Gaussian Processes for Advancing Understanding of Planetary Magnetism with Spacecraft Observations

A research team, comprised of Dr. Abigail Azari with Drs. Catherine Johnson and Lindsey Heagy from the Department of Earth, Ocean, and Atmospheric Sciences, and Dr. Frank Wood from the Department of Computer Science, has been awarded the Post-Doctoral Matching Fund from the UBC Data Science Institute. This project aims to expand current development of Gaussian process-based estimations of the solar wind, focused on Mercury, Venus, and Mars, and develop integration of Gaussian processes into simulation-based inference, specifically focused on planetary magnetism.

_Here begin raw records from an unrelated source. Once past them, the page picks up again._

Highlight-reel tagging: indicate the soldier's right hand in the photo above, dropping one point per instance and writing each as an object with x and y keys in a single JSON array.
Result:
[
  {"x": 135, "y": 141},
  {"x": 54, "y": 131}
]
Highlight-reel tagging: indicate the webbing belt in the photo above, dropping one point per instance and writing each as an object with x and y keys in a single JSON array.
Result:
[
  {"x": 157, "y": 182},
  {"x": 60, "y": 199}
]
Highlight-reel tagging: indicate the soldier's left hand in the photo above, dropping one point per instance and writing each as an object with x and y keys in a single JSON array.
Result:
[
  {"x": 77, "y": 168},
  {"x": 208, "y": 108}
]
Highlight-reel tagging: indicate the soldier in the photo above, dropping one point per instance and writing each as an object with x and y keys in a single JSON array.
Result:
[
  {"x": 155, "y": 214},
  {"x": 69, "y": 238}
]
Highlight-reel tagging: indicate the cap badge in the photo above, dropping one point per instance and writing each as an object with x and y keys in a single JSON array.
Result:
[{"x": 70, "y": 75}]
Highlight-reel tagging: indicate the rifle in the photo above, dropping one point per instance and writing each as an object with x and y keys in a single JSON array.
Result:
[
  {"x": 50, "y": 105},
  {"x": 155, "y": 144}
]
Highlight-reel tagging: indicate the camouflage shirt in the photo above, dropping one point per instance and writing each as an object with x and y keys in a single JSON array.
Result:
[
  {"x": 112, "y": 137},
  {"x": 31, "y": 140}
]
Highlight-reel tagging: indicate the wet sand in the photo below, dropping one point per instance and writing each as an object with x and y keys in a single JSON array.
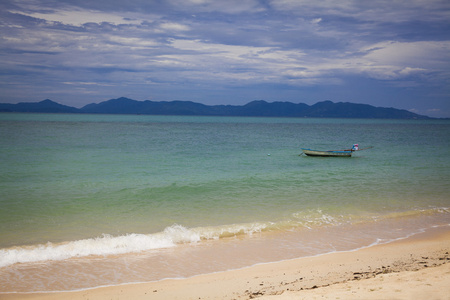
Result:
[{"x": 413, "y": 268}]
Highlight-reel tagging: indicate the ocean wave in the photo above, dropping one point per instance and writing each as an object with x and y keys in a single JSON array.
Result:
[
  {"x": 177, "y": 234},
  {"x": 129, "y": 243}
]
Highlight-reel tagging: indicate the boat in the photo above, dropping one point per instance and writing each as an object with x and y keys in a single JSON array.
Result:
[{"x": 329, "y": 153}]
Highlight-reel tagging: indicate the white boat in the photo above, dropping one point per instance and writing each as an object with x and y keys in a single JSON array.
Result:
[{"x": 329, "y": 153}]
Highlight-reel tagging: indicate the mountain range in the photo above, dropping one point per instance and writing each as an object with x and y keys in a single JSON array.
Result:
[{"x": 258, "y": 108}]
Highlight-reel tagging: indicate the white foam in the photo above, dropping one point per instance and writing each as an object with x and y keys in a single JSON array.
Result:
[{"x": 104, "y": 245}]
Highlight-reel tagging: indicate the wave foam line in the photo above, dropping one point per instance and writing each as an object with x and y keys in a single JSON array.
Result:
[{"x": 130, "y": 243}]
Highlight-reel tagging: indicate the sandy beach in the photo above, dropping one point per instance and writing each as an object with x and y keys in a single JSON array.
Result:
[{"x": 413, "y": 268}]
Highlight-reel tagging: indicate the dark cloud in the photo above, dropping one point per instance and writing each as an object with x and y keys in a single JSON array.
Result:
[{"x": 388, "y": 53}]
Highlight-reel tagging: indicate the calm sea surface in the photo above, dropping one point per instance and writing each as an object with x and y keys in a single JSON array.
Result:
[{"x": 90, "y": 200}]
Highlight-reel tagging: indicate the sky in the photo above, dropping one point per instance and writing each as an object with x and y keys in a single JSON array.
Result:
[{"x": 388, "y": 53}]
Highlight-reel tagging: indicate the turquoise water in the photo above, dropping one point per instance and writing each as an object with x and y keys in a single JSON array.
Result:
[{"x": 74, "y": 186}]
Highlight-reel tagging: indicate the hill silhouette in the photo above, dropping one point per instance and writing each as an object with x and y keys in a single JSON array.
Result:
[{"x": 257, "y": 108}]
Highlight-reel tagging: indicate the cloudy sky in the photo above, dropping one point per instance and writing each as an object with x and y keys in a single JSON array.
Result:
[{"x": 391, "y": 53}]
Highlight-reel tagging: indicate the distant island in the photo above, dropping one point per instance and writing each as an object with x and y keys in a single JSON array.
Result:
[{"x": 258, "y": 108}]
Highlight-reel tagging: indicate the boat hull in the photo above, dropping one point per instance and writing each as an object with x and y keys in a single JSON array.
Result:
[{"x": 333, "y": 153}]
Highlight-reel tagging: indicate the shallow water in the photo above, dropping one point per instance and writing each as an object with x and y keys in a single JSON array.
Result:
[{"x": 140, "y": 198}]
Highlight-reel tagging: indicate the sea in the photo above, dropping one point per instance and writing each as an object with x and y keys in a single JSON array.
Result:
[{"x": 98, "y": 200}]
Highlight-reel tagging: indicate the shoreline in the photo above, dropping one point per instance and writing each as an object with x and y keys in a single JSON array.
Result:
[{"x": 424, "y": 256}]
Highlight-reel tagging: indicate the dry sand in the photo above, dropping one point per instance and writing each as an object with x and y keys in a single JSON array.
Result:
[{"x": 413, "y": 268}]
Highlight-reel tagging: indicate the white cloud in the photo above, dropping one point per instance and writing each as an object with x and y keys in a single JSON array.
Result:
[
  {"x": 172, "y": 26},
  {"x": 79, "y": 17}
]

Background: The characterization of a planet’s magnetic field is critical to advancing understanding on the planet’s formation, atmospheric and geologic processes, and planetary habitability. Spacecraft observations are the only direct source of data available to characterize planetary magnetic fields. Mercury, Venus, and Mars each have over a decade of spacecraft-obtained magnetic field observations, but these data are taken in irregular spatial distributions around the planet. Further complicating the use of these data is the natural variation of the solar wind, a supersonic flow of charged particles, that affects our observations of planetary data through physical processes which we are still understanding. Much of our current physics-based understanding of how the solar wind and planetary environments interact is represented through computationally large physics-based models. Full use of spacecraft magnetic field data to understand planetary magnetism then requires estimation and uncertainty quantification of the solar wind, and integration of these estimates into data analysis and physics-based models. Machine learning methods are the leading solution but uncertainty quantification and incorporation with physics-based models is challenging. This is an ongoing issue that has precluded many uses of machine learning in planetary science. It is an overarching goal of this project to address these challenges.

Challenge: Planetary science has seen half as many applications of machine learning methods as the field of Earth science (5.7% vs 11% of publications, see Azari et al. 2021). Planetary science, while sharing similar types of data as Earth science, doesn’t just benefit from, but requires methods that allow for spatiotemporal dependent uncertainty quantification, sparse datasets handling, and physical-model integration. This has limited the use the machine learning methods in planetary science and will continue to unless methods are provided with demonstrated applications..

Research Goals: The goals of this project are to provide solutions in uncertainty quantification, sparse dataset handling, and physical-model integration for planetary science. In this project we center on using Gaussian processes which enable elegant uncertainty quantification.